Chuck Fulcher started the Great Western Show in 2013. He had attended larger art shows and realized he wanted to include more than fine art, bronzes and sculptures. He wanted a “Show of Experience” where you can feel a Western couch, not just see it in a magazine; or pick up a bowl crafted by an artisan rather than mass produced in a factory. He wanted visitors to have a more tactile experience into the Western way of life.

Having worked the Russell Auction in Great Falls for twenty years, Fulcher knew how to put a show together. He spent 2012 touring art shows throughout the West, checking them out and recruiting artists and artisans.

The show’s first year was in the Exhibition Hall at Montana ExpoPark. It was not a financial success (for him, anyway); but it was a great opportunity to generate excitement in the show and to create a memorable experience for both vendors and visitors. He featured musical acts all three nights that drew in a lot of people.

Fulcher knew he would need more room the following year and he was able to book the Four Seasons Arena. He had a vision to create a space with more than one show in the same place. He had heard from visitors to his show asking why there were so many shows in town, making it difficult to go from one to another. To that end, he added the Celebration of Native Plains Artists Show followed by some members of the Jay Contway Show after he passed away in 2019. Legends West Art Show joined in 2021 and The Best of the West Art Show joined in 2022. Fulcher explains, “I didn’t fill the whole arena right away, but now there is a waiting list every year.”

Fulcher has learned a lot from the various groups in his show. The Native American artists have taught him much about their culture; how family and friends always come first to them. He has also learned about the art world culture and how artists are aware of each other.

What Fulcher inevitably wants the vendors in his show to realize about his show is that it is not necessarily a place to make sales, but a place where they can share with potential buyers what it means to be an artist and what a particular painting represents to the artist, what story it tells. When a buyer understands more about the artists’ or artisans’ motivation in creating a certain piece, it can lead to a sale, a commission, or a referral.

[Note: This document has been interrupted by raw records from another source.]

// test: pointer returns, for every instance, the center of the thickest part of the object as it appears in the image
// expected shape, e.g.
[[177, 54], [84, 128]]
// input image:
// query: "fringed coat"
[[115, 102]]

Fulcher’s ultimate goal in his show is to get vendors and buyers together so all can appreciate our Western way of life. He loves to give young artists a break, putting them next to an experienced artist. Some of his vendors have been with him for years, and some have only come a couple times and the recognition they received grew so fast that their careers just exploded. Looking back, he is very thankful to the Great Falls community for their support over the years.

In 2024, the Great Western Show will be on March 14-17.